1 「(1) 株式交換完全子会社は,法定の備置期間中,後記アのほかイからエまでの事項等法務省令で定める事項を記載し,又は記録した書面又は電磁的記録をその本店に備え置かなければならない(会社法782条1項,2項,同法施行規則184条。以下,前記書面又は電磁的記録を「備置書面等」という。)。
ア 株式交換契約の内容
イ 交換対価の相当性に関する事項
ウ 交換対価について参考となるべき事項
交換対価の全部又は一部が株式交換完全親会社の株式又は持分である場合,株式交換完全親会社の過去5年間にその末日が到来した各事業年度(最終事業年度等を除く。)に係る貸借対照表の内容等
エ 計算書類等に関する事項
(ア) 株式交換完全親会社に関する事項
最終事業年度に係る計算書類等(最終事業年度がない場合にあっては,株式交換完全親会社の成立の日における貸借対照表)の内容等
(イ) 株式交換完全子会社に関する事項
(2) したがって,被告会社は,遅くとも本件株主総会の日の2週間前の日である平成24年8月17日から本件株式交換が効力を生ずる日である同年10月1日後6箇月を経過する日までの間,本件株式交換契約についての備置書面等をその本店に備え置かなければならなかったことになる。

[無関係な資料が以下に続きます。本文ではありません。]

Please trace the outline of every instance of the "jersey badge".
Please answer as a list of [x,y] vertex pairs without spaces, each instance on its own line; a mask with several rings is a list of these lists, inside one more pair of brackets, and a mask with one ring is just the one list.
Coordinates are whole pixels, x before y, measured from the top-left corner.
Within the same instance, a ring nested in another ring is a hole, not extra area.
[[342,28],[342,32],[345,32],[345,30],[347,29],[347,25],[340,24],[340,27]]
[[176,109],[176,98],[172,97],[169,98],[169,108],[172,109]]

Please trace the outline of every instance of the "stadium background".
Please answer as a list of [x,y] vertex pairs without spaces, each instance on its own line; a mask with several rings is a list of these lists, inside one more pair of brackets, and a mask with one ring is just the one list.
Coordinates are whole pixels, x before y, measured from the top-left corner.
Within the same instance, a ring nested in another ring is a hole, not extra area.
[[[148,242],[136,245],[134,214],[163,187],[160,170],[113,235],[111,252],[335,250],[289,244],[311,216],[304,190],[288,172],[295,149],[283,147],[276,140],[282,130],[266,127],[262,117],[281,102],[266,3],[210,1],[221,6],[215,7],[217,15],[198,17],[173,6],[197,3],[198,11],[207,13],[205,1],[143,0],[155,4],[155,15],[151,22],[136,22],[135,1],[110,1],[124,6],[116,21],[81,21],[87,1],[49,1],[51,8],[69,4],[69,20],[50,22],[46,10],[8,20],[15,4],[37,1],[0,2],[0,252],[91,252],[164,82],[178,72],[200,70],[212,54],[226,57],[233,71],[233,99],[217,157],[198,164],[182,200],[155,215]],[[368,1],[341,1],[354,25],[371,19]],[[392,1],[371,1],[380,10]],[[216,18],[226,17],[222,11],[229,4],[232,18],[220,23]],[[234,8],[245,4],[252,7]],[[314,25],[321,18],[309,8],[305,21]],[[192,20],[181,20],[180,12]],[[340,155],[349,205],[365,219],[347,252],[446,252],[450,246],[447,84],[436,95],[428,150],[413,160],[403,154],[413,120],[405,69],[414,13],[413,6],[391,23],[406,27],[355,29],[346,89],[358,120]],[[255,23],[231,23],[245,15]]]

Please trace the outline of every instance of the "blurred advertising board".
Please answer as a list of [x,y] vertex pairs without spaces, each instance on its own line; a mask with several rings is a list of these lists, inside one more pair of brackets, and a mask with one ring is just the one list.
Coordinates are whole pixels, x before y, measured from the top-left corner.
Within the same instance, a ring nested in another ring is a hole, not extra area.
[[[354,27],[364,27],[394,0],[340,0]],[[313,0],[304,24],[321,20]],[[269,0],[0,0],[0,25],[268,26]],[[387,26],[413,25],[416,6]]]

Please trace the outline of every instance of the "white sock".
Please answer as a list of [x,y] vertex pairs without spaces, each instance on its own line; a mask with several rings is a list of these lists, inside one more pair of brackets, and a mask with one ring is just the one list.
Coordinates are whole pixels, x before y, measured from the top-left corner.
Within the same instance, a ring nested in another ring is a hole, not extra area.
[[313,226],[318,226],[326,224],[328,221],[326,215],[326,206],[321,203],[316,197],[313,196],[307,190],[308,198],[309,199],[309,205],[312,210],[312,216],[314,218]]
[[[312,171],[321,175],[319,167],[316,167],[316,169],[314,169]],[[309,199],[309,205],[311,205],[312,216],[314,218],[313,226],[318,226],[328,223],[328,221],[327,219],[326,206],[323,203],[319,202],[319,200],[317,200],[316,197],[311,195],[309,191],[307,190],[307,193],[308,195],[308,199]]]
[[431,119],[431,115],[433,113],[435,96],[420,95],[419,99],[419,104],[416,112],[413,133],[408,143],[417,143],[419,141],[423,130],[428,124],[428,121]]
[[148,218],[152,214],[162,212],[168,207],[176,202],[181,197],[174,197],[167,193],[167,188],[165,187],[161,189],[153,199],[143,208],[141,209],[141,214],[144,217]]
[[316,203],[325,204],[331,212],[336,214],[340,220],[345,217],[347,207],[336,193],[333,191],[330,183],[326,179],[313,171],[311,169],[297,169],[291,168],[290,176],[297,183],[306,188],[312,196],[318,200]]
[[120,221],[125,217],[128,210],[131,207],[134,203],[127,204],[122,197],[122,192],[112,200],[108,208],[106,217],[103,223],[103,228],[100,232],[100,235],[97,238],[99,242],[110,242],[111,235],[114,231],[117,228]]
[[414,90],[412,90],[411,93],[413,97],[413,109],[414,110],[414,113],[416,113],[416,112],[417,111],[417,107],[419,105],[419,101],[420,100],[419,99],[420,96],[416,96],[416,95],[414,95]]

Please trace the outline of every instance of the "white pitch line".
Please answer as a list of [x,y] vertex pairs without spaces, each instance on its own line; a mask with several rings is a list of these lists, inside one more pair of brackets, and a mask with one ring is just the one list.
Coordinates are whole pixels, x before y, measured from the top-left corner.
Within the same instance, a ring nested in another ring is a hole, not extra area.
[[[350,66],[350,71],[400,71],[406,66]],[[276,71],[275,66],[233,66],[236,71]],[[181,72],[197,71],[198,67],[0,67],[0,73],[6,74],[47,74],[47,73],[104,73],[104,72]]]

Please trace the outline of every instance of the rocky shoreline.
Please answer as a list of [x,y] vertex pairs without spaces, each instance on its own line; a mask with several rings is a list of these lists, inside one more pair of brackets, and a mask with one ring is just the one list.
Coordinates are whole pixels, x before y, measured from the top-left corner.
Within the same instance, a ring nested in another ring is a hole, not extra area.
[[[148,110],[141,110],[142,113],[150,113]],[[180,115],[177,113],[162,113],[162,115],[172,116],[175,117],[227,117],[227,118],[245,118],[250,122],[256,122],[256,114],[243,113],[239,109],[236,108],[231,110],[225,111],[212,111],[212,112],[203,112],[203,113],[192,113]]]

」
2 「・・・上記の事実によれば,平成24年8月17日から同年9月28日頃までの間,被告会社の本店において,本件株式交換契約についての備置書面等が備え置かれていなかったことを推認することができる。」
3 「そうすると、・・・本件株式交換については,備置書面等が備え置かれていなかったことになるが,それは,株主等利害関係人が本件株式交換の公正等を判断することを妨げ,株主の議決権行使等の権利行使に重大な支障を来すものである上,本件においては,被告会社の株主である原告X3に現実の支障が生じているといえるから,本件株式交換の無効原因になるというべきである。」